In With My Back to the World, she found a hiding place in the pale, silent grid paintings of Agnes Martin. For a poet dealing with depression and the endless, exhausting chatter of the digital age, Martin’s empty canvases offered a literal sanctuary. In Tree of Knowledge, she extends this visual dialogue to Hilma af Klint and Joan Mitchell, utilizing their abstract languages to explore memory and erasure.

The emotional center of Tree of Knowledge, however, is a long poem titled “Eureka,” which confronts the 1885 expulsion of Chinese immigrants from Eureka, California. Three hundred Chinese residents were rounded up by a white committee and forced onto steamboats bound for San Francisco. Rather than writing about this from a safe historical distance, Chang collapses the timeline entirely, putting her own modern, vulnerable body into that freezing Pacific water. It is a stunning, difficult piece of writing. It argues that historical trauma doesn't stay in the past; it settles into the soil, feeding the roots of the trees we walk past every day on our way to work.
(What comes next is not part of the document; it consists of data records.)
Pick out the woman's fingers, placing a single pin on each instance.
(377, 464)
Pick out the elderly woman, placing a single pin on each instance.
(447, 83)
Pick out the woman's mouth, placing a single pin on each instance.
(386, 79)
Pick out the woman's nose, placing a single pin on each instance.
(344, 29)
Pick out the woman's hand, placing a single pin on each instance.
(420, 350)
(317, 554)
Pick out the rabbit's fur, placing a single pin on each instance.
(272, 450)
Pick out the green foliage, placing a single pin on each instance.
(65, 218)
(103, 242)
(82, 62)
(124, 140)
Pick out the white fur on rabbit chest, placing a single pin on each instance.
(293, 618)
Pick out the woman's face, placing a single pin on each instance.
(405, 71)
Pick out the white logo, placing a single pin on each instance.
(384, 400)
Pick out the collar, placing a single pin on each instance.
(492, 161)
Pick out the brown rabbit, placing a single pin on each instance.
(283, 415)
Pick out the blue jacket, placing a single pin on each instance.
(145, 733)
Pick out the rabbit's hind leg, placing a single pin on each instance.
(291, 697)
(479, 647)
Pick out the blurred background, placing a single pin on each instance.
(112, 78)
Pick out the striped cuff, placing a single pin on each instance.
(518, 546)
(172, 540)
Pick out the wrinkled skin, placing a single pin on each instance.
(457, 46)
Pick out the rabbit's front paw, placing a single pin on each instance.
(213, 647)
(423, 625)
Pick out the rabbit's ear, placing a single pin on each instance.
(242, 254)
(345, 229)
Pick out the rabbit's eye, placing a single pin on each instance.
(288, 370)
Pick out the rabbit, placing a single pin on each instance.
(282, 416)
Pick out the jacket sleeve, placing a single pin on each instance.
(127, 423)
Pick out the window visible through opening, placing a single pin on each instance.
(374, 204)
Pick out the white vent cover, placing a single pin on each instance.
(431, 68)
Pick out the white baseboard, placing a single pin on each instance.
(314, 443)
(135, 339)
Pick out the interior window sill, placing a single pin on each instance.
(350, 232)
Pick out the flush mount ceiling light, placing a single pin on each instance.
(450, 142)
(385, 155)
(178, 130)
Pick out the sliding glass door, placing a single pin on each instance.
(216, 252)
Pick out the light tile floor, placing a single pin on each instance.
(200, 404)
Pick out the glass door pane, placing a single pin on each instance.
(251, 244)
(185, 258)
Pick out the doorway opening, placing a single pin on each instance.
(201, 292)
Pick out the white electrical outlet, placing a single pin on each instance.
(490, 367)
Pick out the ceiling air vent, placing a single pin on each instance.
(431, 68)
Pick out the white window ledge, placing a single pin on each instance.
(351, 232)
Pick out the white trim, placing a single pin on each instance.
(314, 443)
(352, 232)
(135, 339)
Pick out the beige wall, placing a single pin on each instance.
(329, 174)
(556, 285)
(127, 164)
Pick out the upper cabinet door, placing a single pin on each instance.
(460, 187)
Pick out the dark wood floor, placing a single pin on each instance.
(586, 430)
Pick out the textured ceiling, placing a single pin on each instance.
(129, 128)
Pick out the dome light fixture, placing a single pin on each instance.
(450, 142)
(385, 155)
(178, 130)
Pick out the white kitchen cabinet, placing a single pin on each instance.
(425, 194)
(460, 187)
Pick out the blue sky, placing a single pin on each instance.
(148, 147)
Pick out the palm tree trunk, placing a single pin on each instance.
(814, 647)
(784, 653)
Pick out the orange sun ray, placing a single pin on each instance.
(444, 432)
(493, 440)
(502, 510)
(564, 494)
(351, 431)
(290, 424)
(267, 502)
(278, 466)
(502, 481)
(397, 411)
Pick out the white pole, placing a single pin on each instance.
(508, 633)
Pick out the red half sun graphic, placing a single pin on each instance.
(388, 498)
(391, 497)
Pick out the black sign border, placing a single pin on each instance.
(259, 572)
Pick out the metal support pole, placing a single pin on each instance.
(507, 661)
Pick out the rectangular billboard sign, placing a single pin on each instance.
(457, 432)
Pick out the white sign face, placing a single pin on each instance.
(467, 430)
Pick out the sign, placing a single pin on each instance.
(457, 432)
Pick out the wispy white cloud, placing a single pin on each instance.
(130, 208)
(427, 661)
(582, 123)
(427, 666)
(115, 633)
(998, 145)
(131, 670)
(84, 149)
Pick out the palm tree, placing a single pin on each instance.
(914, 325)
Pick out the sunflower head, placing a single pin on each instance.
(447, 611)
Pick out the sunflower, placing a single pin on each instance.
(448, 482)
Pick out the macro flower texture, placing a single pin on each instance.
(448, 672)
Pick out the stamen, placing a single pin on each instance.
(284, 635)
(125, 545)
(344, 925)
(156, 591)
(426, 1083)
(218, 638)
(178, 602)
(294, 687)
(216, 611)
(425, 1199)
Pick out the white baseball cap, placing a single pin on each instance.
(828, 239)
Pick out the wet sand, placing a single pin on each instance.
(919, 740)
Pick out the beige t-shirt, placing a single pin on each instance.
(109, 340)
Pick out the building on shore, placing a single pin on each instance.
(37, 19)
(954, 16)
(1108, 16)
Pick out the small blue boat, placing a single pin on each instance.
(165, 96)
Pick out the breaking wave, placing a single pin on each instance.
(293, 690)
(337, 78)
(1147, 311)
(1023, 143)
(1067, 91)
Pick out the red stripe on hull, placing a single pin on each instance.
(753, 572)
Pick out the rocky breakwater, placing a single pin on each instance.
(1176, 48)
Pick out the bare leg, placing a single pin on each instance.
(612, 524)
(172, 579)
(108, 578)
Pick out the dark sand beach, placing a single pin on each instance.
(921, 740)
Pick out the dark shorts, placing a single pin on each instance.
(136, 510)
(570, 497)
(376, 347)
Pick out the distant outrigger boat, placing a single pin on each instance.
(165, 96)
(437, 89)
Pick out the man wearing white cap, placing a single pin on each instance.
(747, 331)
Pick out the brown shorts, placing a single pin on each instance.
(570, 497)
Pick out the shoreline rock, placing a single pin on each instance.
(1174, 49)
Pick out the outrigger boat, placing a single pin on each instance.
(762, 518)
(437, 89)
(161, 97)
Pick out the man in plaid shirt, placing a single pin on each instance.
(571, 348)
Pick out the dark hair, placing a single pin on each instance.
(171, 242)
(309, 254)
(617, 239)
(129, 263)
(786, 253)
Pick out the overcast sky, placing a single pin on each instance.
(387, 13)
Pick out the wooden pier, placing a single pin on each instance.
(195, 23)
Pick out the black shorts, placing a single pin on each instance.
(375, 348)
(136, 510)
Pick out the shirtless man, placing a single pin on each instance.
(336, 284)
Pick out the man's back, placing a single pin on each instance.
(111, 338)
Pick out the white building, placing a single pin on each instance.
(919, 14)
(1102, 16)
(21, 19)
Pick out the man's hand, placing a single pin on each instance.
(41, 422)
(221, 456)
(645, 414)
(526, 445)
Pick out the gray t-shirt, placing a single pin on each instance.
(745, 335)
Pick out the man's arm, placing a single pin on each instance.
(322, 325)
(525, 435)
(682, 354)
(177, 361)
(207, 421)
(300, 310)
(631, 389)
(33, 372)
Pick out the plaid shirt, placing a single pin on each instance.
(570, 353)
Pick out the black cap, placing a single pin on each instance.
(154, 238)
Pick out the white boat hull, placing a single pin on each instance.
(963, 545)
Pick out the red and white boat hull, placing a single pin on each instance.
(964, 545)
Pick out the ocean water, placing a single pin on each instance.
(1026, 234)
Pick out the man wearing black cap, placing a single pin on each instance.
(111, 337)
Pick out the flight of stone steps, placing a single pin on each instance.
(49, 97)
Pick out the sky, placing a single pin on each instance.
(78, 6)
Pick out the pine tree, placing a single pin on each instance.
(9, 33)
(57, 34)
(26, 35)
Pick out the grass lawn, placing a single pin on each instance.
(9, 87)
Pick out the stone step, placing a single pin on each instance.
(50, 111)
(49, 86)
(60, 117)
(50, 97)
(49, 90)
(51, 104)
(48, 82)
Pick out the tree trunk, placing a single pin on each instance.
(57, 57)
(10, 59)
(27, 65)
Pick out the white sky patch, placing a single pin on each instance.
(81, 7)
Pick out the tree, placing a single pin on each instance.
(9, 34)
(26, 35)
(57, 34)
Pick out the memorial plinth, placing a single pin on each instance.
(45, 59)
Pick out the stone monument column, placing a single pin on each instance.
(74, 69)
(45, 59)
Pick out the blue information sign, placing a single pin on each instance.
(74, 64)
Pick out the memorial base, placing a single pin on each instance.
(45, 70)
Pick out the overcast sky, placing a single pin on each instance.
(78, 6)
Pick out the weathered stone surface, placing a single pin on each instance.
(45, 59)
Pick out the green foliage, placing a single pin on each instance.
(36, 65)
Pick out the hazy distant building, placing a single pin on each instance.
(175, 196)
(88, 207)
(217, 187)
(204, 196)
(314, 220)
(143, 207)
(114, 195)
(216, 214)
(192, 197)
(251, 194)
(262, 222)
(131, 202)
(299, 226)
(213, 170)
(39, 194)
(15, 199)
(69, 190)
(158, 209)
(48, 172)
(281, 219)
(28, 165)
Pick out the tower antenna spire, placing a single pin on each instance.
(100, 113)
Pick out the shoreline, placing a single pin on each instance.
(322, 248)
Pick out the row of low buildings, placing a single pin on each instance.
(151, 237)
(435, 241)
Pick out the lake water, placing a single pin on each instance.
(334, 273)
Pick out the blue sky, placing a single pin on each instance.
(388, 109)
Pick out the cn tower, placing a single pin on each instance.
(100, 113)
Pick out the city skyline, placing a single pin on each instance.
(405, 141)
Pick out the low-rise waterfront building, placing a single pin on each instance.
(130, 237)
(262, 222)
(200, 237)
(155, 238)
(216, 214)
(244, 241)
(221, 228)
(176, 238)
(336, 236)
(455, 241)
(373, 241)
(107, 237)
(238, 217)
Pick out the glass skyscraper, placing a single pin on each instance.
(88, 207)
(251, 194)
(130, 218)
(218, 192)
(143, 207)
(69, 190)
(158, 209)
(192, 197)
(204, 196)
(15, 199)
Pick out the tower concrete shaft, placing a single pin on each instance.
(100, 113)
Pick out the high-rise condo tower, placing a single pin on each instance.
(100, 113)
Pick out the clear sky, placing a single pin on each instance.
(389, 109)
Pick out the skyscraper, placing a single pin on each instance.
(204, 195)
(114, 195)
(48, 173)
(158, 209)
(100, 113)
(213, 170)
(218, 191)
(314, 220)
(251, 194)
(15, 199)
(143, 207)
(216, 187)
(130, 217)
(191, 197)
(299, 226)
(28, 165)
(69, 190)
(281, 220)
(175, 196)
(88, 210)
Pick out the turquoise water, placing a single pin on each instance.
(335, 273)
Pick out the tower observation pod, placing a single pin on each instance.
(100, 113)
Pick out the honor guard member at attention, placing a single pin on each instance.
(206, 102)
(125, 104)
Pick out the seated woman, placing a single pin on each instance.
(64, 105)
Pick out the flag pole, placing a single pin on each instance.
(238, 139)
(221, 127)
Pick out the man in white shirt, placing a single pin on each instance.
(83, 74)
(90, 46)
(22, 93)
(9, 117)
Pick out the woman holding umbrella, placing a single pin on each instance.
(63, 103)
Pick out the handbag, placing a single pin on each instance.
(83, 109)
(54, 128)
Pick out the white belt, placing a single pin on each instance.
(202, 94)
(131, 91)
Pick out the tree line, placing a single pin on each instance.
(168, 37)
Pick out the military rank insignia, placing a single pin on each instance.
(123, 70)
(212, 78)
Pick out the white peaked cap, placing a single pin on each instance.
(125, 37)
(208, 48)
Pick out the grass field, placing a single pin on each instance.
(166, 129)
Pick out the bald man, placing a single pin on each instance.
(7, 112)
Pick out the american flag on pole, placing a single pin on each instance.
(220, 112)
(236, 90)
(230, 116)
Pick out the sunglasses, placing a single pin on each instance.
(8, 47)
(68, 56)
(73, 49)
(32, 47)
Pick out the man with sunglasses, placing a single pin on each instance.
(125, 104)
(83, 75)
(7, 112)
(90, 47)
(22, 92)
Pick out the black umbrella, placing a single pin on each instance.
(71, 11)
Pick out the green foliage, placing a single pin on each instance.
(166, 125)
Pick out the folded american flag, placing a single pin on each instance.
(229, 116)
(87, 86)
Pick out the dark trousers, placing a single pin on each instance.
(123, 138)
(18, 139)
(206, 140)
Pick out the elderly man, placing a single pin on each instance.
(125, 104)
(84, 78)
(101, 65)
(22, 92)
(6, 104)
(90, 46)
Now, Chang is the Bourne Chair in Poetry at Georgia Tech, directing their Poetry@Tech program. She has edited for The New York Times Magazine, won a Guggenheim, and received a stack of prestigious accolades. But the awards are almost beside the point. What makes Chang one of the most compelling voices in contemporary poetry is her absolute refusal to remain comfortable. She is an artist who constantly breaks her own tools. The second she masters a form, she abandons it and starts over, trying to find a new way to capture the chaotic, splintered experience of being alive. She remains on the porch, watching the trees fall, writing down the sound of the saw.